Provisions of Art. 101.4 Tax Code of the Russian Federation delimit concepts " moment of discovery moment of compilation act on the discovery of facts indicating violations of the legislation on taxes and fees.”

This article provides that within a certain time from the date of discovery of the violation, a corresponding act is drawn up. In short, the moment of its preparation may be significantly later than the date the tax authority discovered the violation itself.

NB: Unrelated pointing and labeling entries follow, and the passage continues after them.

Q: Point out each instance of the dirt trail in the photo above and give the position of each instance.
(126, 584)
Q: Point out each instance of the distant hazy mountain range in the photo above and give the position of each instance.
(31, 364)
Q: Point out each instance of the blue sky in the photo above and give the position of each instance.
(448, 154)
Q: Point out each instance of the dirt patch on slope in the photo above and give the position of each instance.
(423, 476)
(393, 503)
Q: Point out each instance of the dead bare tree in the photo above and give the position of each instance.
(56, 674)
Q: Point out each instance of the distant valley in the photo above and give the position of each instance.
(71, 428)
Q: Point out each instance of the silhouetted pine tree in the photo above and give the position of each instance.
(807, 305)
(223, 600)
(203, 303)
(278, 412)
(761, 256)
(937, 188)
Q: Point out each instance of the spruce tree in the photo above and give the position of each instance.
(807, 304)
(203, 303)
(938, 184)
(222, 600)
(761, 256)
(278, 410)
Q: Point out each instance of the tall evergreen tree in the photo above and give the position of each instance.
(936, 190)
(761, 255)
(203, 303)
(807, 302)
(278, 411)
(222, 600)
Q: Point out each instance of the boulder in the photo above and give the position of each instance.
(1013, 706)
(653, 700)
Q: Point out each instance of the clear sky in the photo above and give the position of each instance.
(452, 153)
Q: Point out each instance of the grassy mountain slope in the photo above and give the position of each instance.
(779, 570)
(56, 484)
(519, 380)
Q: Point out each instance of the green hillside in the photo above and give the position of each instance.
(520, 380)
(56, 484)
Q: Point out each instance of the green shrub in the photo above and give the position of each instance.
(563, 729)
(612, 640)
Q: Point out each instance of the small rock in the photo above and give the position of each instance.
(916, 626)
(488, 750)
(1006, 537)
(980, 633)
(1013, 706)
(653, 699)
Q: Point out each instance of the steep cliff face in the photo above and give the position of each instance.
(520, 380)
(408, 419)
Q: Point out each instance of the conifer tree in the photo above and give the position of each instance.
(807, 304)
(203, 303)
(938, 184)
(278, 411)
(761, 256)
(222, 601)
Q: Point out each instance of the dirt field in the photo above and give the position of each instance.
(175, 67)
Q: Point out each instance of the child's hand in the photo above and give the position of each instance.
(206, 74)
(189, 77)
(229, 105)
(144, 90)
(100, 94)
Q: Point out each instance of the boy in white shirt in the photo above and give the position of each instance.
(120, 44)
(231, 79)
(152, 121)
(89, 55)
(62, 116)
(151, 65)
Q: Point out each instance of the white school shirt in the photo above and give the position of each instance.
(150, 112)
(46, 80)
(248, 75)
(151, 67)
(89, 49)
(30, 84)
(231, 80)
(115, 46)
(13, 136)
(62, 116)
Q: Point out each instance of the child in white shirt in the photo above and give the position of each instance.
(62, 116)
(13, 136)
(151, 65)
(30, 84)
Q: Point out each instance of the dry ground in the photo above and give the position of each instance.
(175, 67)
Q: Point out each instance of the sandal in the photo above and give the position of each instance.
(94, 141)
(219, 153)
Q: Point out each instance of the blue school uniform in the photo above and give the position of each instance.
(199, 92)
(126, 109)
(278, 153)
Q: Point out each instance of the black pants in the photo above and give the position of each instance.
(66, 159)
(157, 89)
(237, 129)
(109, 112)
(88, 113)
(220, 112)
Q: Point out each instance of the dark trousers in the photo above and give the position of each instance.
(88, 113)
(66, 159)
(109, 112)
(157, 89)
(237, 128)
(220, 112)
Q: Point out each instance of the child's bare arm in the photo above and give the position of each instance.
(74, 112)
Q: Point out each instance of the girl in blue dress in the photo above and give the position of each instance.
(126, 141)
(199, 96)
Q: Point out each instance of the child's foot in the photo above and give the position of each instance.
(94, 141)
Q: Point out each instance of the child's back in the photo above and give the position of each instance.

In relation to the dispute under consideration, confirmation that the tax authority installed fact reflections of unreliable information and the taxpayer learned about it may include, among other things:

  • a letter to the taxpayer about the identified inaccurate information (errors) in the notification with a proposal to submit an updated notification;
  • written explanations of the taxpayer received by the tax authority in accordance with paragraphs. 4 paragraphs 1 art. 31 Tax Code of the Russian Federation;
  • a letter to the taxpayer with a request to eliminate the identified violations in accordance with paragraphs. 8 clause 1 art. 31 Tax Code of the Russian Federation.

That's why moment when society learned about the establishment tax authority fact of incomplete reflection information about controlled transactions in the notification, is date of receipt (05/17/2014) sent by the tax authority in accordance with paragraphs. 8 clause 1 art. 31 Tax Code of the Russian Federation messages from 05/12/2014, and not the date of drawing up the act dated 08/19/2014.

Due to the fact that the company submitted the updated notification later than the moment of receipt of the specified message from the tax authority, the grounds for releasing it from liability under Art. 129.4 of the Tax Code of the Russian Federation are absent.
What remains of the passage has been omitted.